C sequence-point analysis

Hi all,

I'm trying to write a tool for detecting undefined behavior in C
regarding sequence points and side effects.

I'm not sure whether it should be a Clang plugin or LLVM run or
something completely different (I'm really new to both Clang and LLVM)
and that's what I need advice with.

For my work, I need to use both AST and alias analysis

Clang plugin:
  +relatively easy to use
  +access to AST with all the needed info EXCEPT alias analysis (right?)
  -no alias analysis, I'd need to write one myself

LLVM run:
  +built-in alias analysis (I'd like to use it, writing my own alias
analysis is not really what my work is all about)
  -I do NOT have access to AST
  -I don't know it at all (but I'm ready to learn it if it shows up to be
the best option)

The big PROBLEM is: a behavior that is undefined in C (and which Clang
has access to) might be (and in my case WILL be) well defined in LLVM
(for example, i=i++; is undefined in C but in LLVM code it will be
already well defined and the result will depend on Clang behavior).

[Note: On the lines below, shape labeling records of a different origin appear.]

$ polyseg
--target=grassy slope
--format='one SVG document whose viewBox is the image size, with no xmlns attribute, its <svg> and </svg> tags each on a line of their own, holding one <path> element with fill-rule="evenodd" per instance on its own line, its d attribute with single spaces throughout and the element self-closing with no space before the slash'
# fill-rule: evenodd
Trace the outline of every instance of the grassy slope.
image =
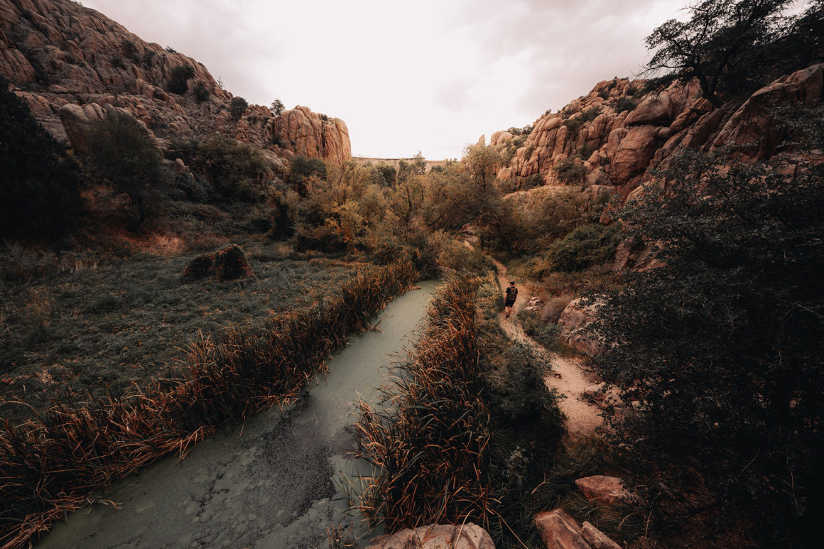
<svg viewBox="0 0 824 549">
<path fill-rule="evenodd" d="M 186 280 L 194 253 L 77 260 L 65 272 L 0 285 L 0 402 L 42 411 L 65 389 L 87 398 L 180 378 L 184 349 L 272 312 L 304 308 L 336 291 L 354 260 L 279 257 L 247 250 L 255 273 L 242 283 Z M 12 421 L 30 414 L 0 404 Z"/>
</svg>

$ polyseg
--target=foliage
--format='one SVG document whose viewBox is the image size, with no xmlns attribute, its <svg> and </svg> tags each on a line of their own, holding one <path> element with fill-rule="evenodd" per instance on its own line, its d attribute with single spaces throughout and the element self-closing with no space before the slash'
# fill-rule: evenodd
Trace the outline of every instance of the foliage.
<svg viewBox="0 0 824 549">
<path fill-rule="evenodd" d="M 616 102 L 615 110 L 616 112 L 621 113 L 625 110 L 634 110 L 637 106 L 638 101 L 636 101 L 634 97 L 623 96 L 617 101 L 617 102 Z"/>
<path fill-rule="evenodd" d="M 279 99 L 275 99 L 274 101 L 272 101 L 272 104 L 269 106 L 269 110 L 275 116 L 280 116 L 281 115 L 283 115 L 284 109 L 286 109 L 286 106 L 283 105 L 283 101 L 280 101 Z"/>
<path fill-rule="evenodd" d="M 80 209 L 75 162 L 0 77 L 0 235 L 57 240 Z"/>
<path fill-rule="evenodd" d="M 647 37 L 655 53 L 653 84 L 697 78 L 704 96 L 719 106 L 724 96 L 749 92 L 821 59 L 824 4 L 811 2 L 794 17 L 782 12 L 789 0 L 704 0 L 689 6 L 687 21 L 671 19 Z M 809 45 L 819 44 L 809 47 Z"/>
<path fill-rule="evenodd" d="M 169 157 L 180 158 L 203 173 L 224 198 L 247 201 L 260 199 L 269 169 L 260 151 L 222 134 L 205 141 L 173 143 Z"/>
<path fill-rule="evenodd" d="M 143 124 L 124 113 L 110 113 L 93 126 L 87 146 L 93 176 L 129 197 L 138 224 L 157 213 L 171 176 Z"/>
<path fill-rule="evenodd" d="M 191 65 L 178 65 L 171 69 L 166 92 L 184 95 L 189 90 L 189 79 L 194 77 L 194 69 Z"/>
<path fill-rule="evenodd" d="M 616 438 L 659 521 L 714 509 L 721 525 L 751 520 L 766 546 L 809 547 L 824 509 L 812 435 L 824 425 L 824 172 L 685 152 L 658 175 L 667 185 L 620 216 L 658 243 L 659 266 L 593 325 L 615 343 L 603 375 L 639 380 L 622 395 L 638 413 L 613 418 Z"/>
<path fill-rule="evenodd" d="M 241 120 L 248 106 L 249 103 L 243 97 L 232 97 L 229 103 L 229 114 L 232 115 L 232 120 Z"/>
<path fill-rule="evenodd" d="M 620 240 L 615 225 L 583 225 L 553 243 L 546 256 L 554 270 L 582 270 L 611 260 Z"/>
</svg>

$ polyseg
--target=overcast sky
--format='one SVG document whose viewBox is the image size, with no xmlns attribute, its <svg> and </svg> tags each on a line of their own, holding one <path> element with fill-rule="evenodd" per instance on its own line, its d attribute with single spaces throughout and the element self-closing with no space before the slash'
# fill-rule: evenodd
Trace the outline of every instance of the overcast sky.
<svg viewBox="0 0 824 549">
<path fill-rule="evenodd" d="M 83 0 L 250 103 L 343 119 L 352 153 L 457 158 L 601 80 L 686 0 Z"/>
</svg>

So I thought I could use both, in Clang create a list of rules, for
example "On line L, there is an undefined behavior if X aliases with Y"
and then SOMEHOW dig this info from LLVM run.

Is this a good idea? Is there a way (other than output to file from
Clang and then read it in LLVM) to give this set of rules to LLVM? I'd
also be glad for any other idea, not necessarily including LLVM and
Clang, to solve this problem.

Thanks in advance!

You might want to look into the implementation of Clang’s UBSan feature (-fsanitize=undefined). Like the other sanitizers (address, memory, and thread) UBSan works by adding extra checks into the LLVM IR from the Clang frontend. LLVM compiles those checks as it would any other IR and they are used to verify that the behavior is correct.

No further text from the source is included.